Stormwater runoff, which consists of rainwater and snowmelt, can cause issues in developed areas where impervious surfaces like roofs and pavement prevent precipitation from soaking into the ground. When water can’t be absorbed into the ground, it can accumulate and cause property damage and flooding, as well as spread disease.
What Are Stormwater Systems?
Stormwater systems collect, move, and sometimes treat stormwater runoff before it’s released into local waterways. After stormwater falls as precipitation, runoff flows over buildings and roads into storm drains or manholes. The runoff then travels through a series of pipes to a storage basin or water body. This process aims to limit the possibility of stormwater accumulating in streets, basements and other public areas.
Stormwater systems were created to protect infrastructure, the environment and communities from the risks that accompany stormwater accumulation. These systems vary greatly in scale and complexity; stormwater infrastructure includes (but is not limited to) gutters, catch basins, laterals, mainlines, junction chambers, manholes, and ponds. However, all stormwater systems share the same purpose: Manage stormwater to protect public health and ecosystems, remove pollutants from the water supply, and conserve water.
Why Are Stormwater Systems Important?
Runoff can cause storm and sanitary sewer system overflows, muddiness, erosion, sedimentation, and even changes to the water cycle. It can also pick up and deposit pollutants including trash, chemicals, dirt and bacteria, all of which eventually make their way into our waterways. Because stormwater has the potential to cause so much harm, the United States Environmental Protection Agency (EPA) creates and implements federal regulations to ensure that this runoff is limited and controlled. Stormwater systems and the guidelines that regulate them protect our water resources, including sewer water, from the effect of these hazards.
Population growth and the spread of urban development are big contributors to the amount of pollutants in stormwater and the rate of runoff on impervious surfaces. In other words, the more developed an area is, the more likely it is for large quantities of pollutants to leach into the environment. These toxins typically enter the water supply from lawns, construction sites, areas affected by illegal dumping, and improperly stored hazardous wastes. People working in these higher-risk areas should follow the EPA-recommended best management practices for stormwater to lower their risk of contributing to water pollution.
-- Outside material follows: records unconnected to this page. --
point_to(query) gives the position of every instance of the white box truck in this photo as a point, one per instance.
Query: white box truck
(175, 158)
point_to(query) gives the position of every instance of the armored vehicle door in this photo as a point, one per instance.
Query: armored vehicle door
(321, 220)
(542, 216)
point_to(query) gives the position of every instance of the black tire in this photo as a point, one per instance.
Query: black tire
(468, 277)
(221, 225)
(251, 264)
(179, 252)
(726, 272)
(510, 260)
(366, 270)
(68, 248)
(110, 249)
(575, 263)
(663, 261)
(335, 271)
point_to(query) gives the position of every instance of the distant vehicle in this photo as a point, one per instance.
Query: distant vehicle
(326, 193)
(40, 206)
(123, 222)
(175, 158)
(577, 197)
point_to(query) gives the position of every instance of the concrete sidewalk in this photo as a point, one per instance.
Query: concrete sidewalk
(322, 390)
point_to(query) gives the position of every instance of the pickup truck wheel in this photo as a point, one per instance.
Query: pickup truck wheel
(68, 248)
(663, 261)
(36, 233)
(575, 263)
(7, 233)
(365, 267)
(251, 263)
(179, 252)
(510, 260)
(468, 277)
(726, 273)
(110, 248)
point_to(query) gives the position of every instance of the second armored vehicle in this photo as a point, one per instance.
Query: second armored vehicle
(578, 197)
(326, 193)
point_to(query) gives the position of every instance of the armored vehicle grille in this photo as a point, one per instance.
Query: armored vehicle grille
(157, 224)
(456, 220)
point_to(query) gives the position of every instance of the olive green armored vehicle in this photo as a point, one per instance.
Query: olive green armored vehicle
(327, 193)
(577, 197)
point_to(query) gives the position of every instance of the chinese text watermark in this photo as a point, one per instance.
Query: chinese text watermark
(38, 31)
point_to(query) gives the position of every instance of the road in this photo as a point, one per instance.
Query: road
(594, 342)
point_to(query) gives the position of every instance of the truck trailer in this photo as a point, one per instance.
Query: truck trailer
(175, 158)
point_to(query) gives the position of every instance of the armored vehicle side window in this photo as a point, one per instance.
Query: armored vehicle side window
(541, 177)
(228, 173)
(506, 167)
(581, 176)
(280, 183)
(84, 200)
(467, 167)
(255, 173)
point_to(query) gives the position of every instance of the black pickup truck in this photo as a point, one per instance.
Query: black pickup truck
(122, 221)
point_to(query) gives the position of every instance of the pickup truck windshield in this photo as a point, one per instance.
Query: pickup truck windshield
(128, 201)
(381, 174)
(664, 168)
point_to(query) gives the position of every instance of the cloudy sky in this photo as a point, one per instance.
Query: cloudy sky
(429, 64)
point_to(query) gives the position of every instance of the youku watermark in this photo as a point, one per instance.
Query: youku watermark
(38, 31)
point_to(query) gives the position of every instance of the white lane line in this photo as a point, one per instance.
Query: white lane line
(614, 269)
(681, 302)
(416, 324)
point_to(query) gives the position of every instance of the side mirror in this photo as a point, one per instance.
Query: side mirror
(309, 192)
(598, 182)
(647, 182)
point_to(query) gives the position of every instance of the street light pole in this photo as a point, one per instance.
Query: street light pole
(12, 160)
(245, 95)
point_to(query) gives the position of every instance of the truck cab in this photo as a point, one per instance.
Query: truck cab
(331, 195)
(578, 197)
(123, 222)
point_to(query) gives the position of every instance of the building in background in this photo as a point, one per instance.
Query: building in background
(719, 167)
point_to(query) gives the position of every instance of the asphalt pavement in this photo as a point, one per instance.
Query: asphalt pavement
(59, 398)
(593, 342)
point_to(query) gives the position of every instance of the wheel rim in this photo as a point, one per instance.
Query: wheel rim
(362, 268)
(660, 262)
What Is a Combined Sewer System?
Combined sewer systems collect stormwater, sewage and industrial wastewater in one collection system. Like separate stormwater systems, these systems also carry and treat contaminated water before releasing it into waterways. Combined sewers receive excessive amounts of runoff and can eventually overflow during times of heavy rain or snowfall. While separate sewers also experience overflows, separate sewer overflows are far less dangerous than those of combined sewers. Combined sewer overflows (CSOs) cause untreated stormwater and untreated wastewater to spill into nearby water bodies, which endangers the health of our communities and ecosystems and degrades water quality. In this way, combined sewers pose a serious threat to municipalities.
Combined sewers were first installed in the United States in the late 1800s, when the country was experiencing rapid urbanization; at the time, these combined sewer systems were considered cheaper to build than separate stormwater and wastewater systems. Today, combined systems are the more expensive option because they have a higher quantity of contaminated flow than separate systems do and are at significant risk of costly and dangerous CSOs. Despite these major downsides, over 700 cities in the modern U.S. still rely on legacy combined sewer systems.
Under the 1972 Clean Water Act (CWA), EPA created the National Pollution Discharge Elimination System (NPDES) permit program to address water pollution. NPDES limits untreated discharges from combined sewers and minimizes the volume of combined wastewater that can bypass water treatment plants, both of which aid in reducing water pollution levels.